Remove statistical outliers from (optionally) paired vectors of numeric values using a statistical criterion based on median absolute deviation (\(6 \times mad\)) and a fold change criterion (5x the median). See "outlier detection" section for more information about the type = argument specification.

Usage

remove_outliers(x, y = NULL, type = "nonparametric", ...)

Arguments

x

numeric(n). A vector of numeric values.

y

Optional. If NULL, assume non-paired data and performs outlier analysis on values in x along.
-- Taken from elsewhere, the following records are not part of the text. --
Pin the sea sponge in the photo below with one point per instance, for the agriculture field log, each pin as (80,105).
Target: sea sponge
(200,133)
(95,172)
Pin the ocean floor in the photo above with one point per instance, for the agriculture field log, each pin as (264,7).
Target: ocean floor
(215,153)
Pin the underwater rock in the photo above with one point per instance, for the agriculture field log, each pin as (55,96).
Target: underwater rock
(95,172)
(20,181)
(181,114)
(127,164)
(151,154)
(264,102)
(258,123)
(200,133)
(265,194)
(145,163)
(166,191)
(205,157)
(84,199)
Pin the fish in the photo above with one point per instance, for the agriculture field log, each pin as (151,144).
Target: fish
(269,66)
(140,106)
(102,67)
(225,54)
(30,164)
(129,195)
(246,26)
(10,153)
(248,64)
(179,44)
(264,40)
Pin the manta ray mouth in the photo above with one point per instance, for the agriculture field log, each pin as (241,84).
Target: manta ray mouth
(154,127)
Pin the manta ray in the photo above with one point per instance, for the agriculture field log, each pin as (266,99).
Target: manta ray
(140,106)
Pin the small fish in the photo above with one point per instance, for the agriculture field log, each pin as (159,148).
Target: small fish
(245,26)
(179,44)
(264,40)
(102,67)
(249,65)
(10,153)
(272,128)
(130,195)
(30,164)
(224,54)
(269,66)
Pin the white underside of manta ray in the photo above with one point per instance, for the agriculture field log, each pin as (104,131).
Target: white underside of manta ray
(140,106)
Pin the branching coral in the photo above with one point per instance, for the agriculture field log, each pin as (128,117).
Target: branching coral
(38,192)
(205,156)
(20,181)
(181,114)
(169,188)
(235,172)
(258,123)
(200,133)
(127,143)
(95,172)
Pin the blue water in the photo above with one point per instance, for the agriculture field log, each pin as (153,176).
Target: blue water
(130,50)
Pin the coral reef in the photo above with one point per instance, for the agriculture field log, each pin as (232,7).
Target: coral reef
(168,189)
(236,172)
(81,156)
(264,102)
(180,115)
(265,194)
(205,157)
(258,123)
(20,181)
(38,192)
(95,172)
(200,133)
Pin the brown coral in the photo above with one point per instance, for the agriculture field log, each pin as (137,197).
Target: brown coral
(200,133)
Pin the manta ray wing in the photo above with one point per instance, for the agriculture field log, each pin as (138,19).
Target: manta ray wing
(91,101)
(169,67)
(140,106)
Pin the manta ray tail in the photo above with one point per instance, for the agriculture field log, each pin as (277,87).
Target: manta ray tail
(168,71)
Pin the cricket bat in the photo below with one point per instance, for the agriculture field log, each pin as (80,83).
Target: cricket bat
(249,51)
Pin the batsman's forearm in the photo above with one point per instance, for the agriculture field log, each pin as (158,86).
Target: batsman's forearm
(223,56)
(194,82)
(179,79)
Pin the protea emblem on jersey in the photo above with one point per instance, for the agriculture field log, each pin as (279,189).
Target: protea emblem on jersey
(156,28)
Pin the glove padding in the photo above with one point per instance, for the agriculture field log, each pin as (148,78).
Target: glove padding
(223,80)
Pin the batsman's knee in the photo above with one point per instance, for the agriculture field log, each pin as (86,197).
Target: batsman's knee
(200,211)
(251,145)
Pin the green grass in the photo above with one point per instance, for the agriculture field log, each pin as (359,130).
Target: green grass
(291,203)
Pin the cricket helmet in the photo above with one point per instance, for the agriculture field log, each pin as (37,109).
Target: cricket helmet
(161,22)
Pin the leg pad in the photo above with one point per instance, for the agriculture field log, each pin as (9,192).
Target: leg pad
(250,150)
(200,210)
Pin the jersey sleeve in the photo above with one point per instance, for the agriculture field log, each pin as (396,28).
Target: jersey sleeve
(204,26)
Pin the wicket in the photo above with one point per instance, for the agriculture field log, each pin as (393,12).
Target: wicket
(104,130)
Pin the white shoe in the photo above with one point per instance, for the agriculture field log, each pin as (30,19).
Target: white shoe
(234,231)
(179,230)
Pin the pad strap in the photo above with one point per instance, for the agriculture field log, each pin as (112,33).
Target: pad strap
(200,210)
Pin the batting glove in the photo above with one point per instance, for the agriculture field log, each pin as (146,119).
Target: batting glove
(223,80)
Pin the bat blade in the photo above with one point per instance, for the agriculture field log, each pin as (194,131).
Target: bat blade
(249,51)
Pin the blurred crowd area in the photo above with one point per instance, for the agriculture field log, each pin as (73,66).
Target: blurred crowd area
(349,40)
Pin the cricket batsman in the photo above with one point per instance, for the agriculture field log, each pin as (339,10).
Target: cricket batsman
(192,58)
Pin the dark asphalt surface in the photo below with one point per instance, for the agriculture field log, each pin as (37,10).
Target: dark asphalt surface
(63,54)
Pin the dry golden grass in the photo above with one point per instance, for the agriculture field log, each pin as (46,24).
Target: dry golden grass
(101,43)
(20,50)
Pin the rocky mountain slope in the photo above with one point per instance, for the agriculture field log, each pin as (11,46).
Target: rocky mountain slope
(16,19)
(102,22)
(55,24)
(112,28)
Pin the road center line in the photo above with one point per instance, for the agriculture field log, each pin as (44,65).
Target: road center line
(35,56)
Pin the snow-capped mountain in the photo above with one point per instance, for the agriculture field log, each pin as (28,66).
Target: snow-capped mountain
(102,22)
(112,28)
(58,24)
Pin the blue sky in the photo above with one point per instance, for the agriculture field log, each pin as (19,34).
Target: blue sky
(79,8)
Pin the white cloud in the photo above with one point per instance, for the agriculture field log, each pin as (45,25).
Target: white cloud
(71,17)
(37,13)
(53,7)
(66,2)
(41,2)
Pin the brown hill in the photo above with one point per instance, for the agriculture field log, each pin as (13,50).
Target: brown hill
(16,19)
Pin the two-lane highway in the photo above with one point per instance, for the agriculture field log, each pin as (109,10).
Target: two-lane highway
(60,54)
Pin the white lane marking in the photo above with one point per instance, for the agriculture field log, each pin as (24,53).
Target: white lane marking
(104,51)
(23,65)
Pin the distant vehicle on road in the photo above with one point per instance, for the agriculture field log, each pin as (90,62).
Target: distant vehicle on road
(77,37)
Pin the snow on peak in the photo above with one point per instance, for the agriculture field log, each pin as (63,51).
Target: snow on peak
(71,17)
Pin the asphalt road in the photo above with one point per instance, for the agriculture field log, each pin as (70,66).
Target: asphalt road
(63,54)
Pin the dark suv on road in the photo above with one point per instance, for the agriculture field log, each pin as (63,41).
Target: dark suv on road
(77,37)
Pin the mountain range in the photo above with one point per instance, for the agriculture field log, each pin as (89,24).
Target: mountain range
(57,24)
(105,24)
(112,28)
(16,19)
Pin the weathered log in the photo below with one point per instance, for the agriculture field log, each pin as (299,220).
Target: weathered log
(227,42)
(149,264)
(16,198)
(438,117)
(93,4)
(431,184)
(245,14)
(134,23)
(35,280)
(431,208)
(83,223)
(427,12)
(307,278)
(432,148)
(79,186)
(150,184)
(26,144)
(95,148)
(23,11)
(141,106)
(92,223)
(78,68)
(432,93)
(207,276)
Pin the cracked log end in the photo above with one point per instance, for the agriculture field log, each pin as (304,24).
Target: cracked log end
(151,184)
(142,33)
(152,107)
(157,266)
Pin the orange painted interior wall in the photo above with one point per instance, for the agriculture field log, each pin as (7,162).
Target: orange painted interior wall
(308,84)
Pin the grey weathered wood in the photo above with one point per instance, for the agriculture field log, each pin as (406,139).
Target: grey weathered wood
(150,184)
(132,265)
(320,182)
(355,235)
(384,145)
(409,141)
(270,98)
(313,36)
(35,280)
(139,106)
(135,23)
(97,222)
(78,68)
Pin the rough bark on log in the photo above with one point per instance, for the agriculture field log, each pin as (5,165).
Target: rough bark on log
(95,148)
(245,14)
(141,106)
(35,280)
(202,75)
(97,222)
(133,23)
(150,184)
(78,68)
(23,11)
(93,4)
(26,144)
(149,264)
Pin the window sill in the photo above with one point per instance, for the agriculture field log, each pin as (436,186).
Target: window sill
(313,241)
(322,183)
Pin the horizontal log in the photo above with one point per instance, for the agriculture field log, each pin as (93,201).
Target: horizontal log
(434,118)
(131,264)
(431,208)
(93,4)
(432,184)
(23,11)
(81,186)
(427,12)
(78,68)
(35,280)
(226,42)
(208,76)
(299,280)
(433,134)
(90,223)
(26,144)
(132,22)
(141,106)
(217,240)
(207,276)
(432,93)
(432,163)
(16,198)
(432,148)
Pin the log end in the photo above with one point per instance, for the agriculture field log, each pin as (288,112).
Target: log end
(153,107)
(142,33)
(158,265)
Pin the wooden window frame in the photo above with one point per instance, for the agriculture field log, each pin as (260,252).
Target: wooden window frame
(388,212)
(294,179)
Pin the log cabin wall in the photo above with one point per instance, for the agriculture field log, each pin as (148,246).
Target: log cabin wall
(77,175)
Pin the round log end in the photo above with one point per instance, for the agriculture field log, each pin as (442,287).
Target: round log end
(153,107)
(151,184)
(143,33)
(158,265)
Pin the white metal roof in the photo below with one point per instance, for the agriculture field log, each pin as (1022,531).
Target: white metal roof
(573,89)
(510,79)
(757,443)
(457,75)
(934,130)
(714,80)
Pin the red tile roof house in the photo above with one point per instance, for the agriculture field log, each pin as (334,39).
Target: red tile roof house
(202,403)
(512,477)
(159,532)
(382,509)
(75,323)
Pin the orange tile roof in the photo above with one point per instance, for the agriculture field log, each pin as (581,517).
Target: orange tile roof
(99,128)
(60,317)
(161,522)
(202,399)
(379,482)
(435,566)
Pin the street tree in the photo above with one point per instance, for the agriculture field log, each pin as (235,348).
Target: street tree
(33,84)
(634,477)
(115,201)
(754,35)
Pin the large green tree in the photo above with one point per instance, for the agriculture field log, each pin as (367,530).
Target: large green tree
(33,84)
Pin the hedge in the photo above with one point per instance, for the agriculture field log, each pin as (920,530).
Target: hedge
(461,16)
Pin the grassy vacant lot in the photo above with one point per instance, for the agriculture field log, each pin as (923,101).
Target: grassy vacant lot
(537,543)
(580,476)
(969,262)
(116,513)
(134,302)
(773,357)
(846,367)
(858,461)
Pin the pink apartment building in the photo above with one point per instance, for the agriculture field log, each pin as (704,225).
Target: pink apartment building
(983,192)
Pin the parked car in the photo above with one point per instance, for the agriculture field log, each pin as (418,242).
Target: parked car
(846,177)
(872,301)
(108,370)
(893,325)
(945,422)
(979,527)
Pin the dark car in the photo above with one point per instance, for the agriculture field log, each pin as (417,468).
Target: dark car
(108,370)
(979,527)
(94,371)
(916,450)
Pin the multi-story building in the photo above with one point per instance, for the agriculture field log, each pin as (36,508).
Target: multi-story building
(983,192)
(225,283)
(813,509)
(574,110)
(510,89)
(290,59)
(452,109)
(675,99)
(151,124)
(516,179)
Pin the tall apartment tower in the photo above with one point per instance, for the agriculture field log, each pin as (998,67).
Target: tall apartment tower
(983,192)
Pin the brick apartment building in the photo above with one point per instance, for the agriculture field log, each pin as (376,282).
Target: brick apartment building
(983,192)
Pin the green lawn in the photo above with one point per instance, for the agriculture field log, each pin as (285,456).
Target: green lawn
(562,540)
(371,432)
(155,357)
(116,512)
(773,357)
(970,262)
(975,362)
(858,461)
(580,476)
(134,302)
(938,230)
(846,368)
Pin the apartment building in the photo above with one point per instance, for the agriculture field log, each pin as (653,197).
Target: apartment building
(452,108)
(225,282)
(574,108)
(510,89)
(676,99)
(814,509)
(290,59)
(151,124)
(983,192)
If not NULL, either a numeric vector or character vector (e.g. class names) ordered in the same order as x indicating the pairing.

type

character(1). Matched. Either "parametric" or "nonparametric" to determine the type of outliers detection implementation.

...

Additional arguments passed to get_outliers().

Value

A tibble with columns x and y representing each numeric vector pair with statistical outliers removed.

outlier detection

There are 2 possible methods used to define an outlier measurement and the return value depends on which method is implemented:

  1. The non-parametric case (default): agnostic to the distribution. Outlier measurements are defined as falling outside mad_crit * mad from the median and a specified number of fold-changes from the median (i.e. fold_crit; e.g. \(5x\)).
    Note: n_sigma is ignored.

  2. The parametric case: the mean and standard deviation are calculated robustly via fit_gauss(). Outliers are defined as measurements falling outside +/- n_sigma * \(\sigma\) from the the estimated \(\mu\).
    Note: mad_crit and fold_crit are ignored.

See also

get_outliers()

Author

Stu Field

Examples

x <- withr::with_seed(101, rnorm(10, mean = 1000, sd = 2))
x <- c(x, 10000)          # create outlier (11L)
x1 <- remove_outliers(x)  # 'x' only; no 'y'
x1
#> # A tibble: 10 × 2
#>        x     y
#>    <dbl> <dbl>
#>  1  999.    NA
#>  2 1001.    NA
#>  3  999.    NA
#>  4 1000.    NA
#>  5 1001.    NA
#>  6 1002.    NA
#>  7 1001.    NA
#>  8 1000.    NA
#>  9 1002.    NA
#> 10 1000.    NA

y  <- head(LETTERS, length(x))   # paired 'x' and 'y'
x2 <- remove_outliers(x, y)       # final row removed
x2
#> # A tibble: 10 × 2
#>        x y    
#>    <dbl> <chr>
#>  1  999. A    
#>  2 1001. B    
#>  3  999. C    
#>  4 1000. D    
#>  5 1001. E    
#>  6 1002. F    
#>  7 1001. G    
#>  8 1000. H    
#>  9 1002. I    
#> 10 1000. J